General characteristics
- Type: Guided missile cruiser
- Displacement: 7,930 tons (8,057 metric tons)
- Length: 547 ft (167 m)
- Beam: 55 ft (17 m)
- Draft: 29 ft (8.8 m)
- Propulsion: four 1200 psi (8300 kPa) boilers, two geared steam turbines, two shafts. 85,000 shp (63,384 kW)
- Speed: 32 knots (59 km/h)
- Complement: 27 officers, 450 enlisted
- Sensors & processing systems: AN/SPS-10 surface search RADAR; AN/SPS-48 3D air search radar; AN/SPS-49 2D air search radar; 2 AN/SPG-55 Terrier missile fire control radar; AN/SQS-26 SONAR;
- Armament: (final configuration); 1 × Mk 10 Mod 7 Guided Missile Launching System with 40 SM-2ER Standard missiles; 20 × RUR-5 ASROC Antisubmarine Missiles (Fired from the Mk 10 launcher); 2 × 4 Harpoon missile launchers; 2 × 3 Mark 46 torpedo launchers; 1 × 5 Inch/54-caliber Mk. 42 gun; 2 × Phalanx CIWS;
- Armor: none
- Aircraft carried: (final configuration) 1 × SH-2H Seasprite

= Belknap-class cruiser =

US guided missile cruiser class

The Belknap-class cruiser was a class of guided-missile cruisers built for the United States Navy during the 1960s. They were single-ended, meaning their missile armament was installed only forward, unlike "double-ended" missile cruisers with missile armament installed both forward and aft. The Belknaps were originally designated as DLG frigates (destroyer leaders; the USN use of the term frigate from 1950 to 1975 was intended to evoke the power of the sailing frigates of old), but in the 1975 fleet realignment, they were reclassified as guided missile cruisers (CG).

==Description==
When commissioned, the main armament of the Belknap class was a 5-inch/54-caliber Mk. 42 gun on the quarterdeck and a twin-rail RIM-2 Terrier Mk 10 Mod 7 Guided Missile Launching System on the foredeck. The Mk 10 Mod 7 launchers in this class were modified compared to the others of the same type, with additional 20 missiles and the capability to launch RUR-5 ASROC to eliminate need for a separate Mk 112 ASROC launcher. These were unofficially spoken of as Ter/AS (tear-ass) launchers. The class was also equipped with two single 3"/50 caliber guns for defence against sub-sonic aircraft. In the early 1980s, the Terrier missiles were replaced with RIM-67 Standard missiles; and during the NTU program in the late 1980s and early 1990s the class had its Standard SM-1 system upgraded to utilize SM-2ER Block II, the 3-inch guns were replaced with two 4 cell Harpoon surface-to-surface missile launchers, and two Phalanx CIWS systems were installed.

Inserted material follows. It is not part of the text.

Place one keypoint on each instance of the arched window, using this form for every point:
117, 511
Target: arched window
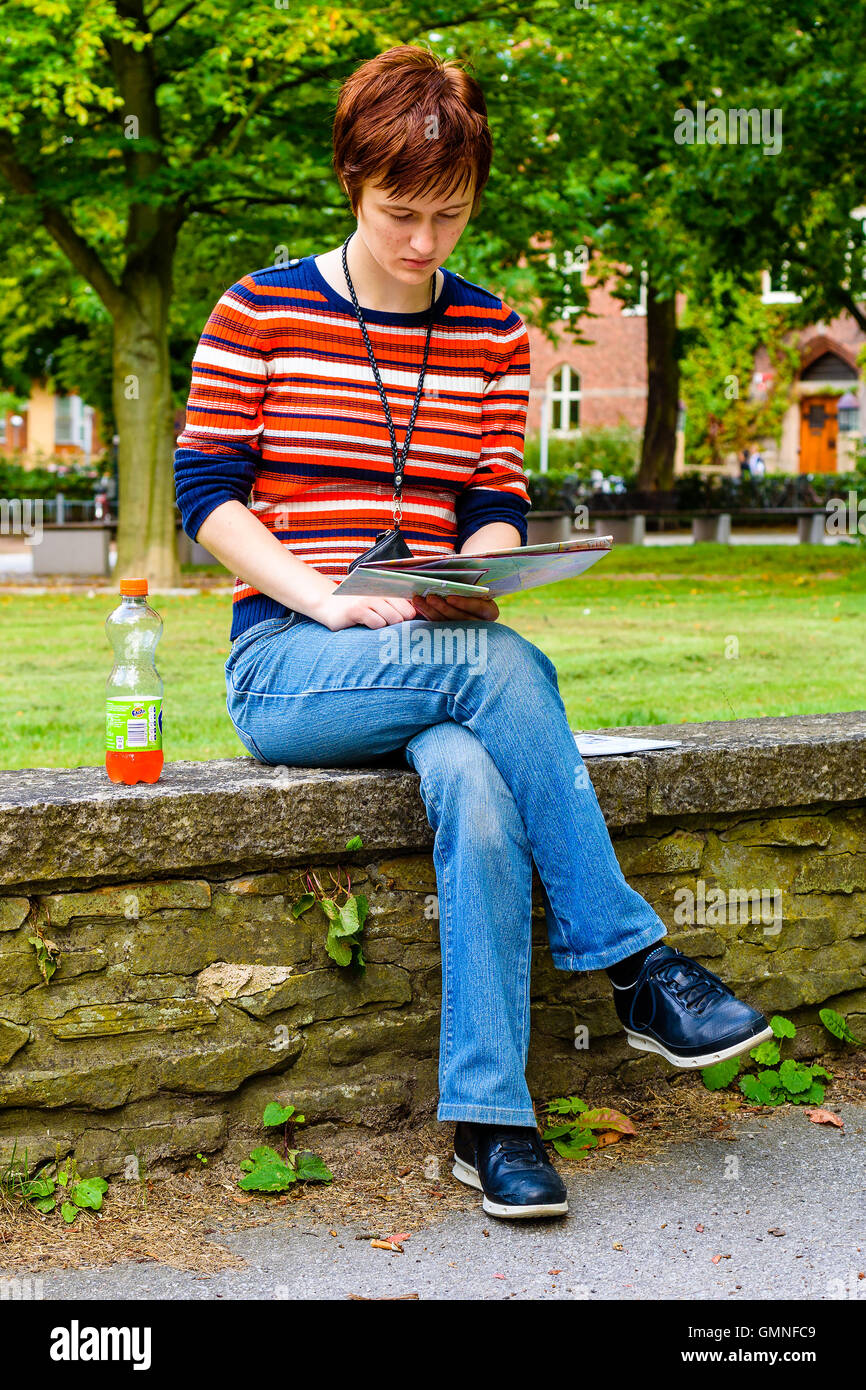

The derivative USS Truxtun shared the weapons systems outfit of the Belknap class, but was nuclear-powered, larger and substantially unrelated in design (for example, many weapons systems in different locations, such as the aft-facing Mark 10 Mod 8 GMLS). Most information related to nuclear cruisers is still classified, but Truxtun appears to be more a Belknap-like derivative of the nuclear cruiser Bainbridge than the other way around.

==Ships in class==

| Name | Pennant | Builder | Laid Down | Launched | Commissioned | Decommissioned | Fate |
Belknap-class conventional cruiser
| Belknap | CG-26 | Bath Iron Works, Bath | 5 February 1962 | 20 July 1963 | 7 November 1964 | 15 February 1995 | Sunk as target, 24 September 1998^{[citation needed]} |
| Josephus Daniels | CG-27 | 23 April 1962 | 2 December 1963 | 8 May 1965 | 21 January 1994 | Broken up at Brownsville, 1999^{[citation needed]} |
| Wainwright | CG-28 | 2 July 1962 | 25 April 1965 | 8 January 1966 | 15 November 1993 | Sunk as target, 12 June 2002^{[citation needed]} |
| Jouett | CG-29 | Puget Sound Naval Shipyard, Bremerton | 25 September 1962 | 30 June 1964 | 3 December 1966 | 28 January 1994 | Sunk as target, 10 August 2007^{[citation needed]} |
| Horne | CG-30 | San Francisco Naval Shipyard, San Francisco | 12 December 1962 | 30 October 1964 | 15 April 1967 | 4 February 1994 | Sunk as target, 29 June 2008^{[citation needed]} |
| Sterett | CG-31 | Puget Sound Naval Shipyard, Bremerton | 25 September 1962 | 30 June 1964 | 8 April 1967 | 24 March 1994 | Broken up at Brownsville, 2005^{[citation needed]} |
| William H. Standley | CG-32 | Bath Iron Works, Bath | 29 July 1963 | 19 December 1964 | 9 July 1966 | 11 February 1994 | Sunk as target, 25 June 2005^{[citation needed]} |
| Fox | CG-33 | Todd Shipyard, San Pedro | 15 January 1963 | 21 November 1964 | 8 May 1966 | 15 April 1994 | Broken up at Brownsville, 2008^{[citation needed]} |
| Biddle | CG-34 | Bath Iron Works, Bath | 9 December 1963 | 2 July 1965 | 21 January 1967 | 30 November 1993 | Broken up at Philadelphia, 2001^{[citation needed]} |
Truxtun-class nuclear-powered cruiser
| Truxtun | CGN-35 | New York Shipbuilding Corporation, Camden | 17 June 1963 | 19 December 1964 | 27 May 1967 | 11 September 1995 | Disposed of through Ship-Submarine Recycling Program at Bremerton, 1999^{[citation needed]} |

==See also==
- List of cruisers of the United States Navy
- List of United States Navy destroyer leaders
- Nuclear powered cruisers of the United States Navy

==Bibliography==
- Bellars, Robert A. (2007). "Question 41/88?: U.S. Naval Relics"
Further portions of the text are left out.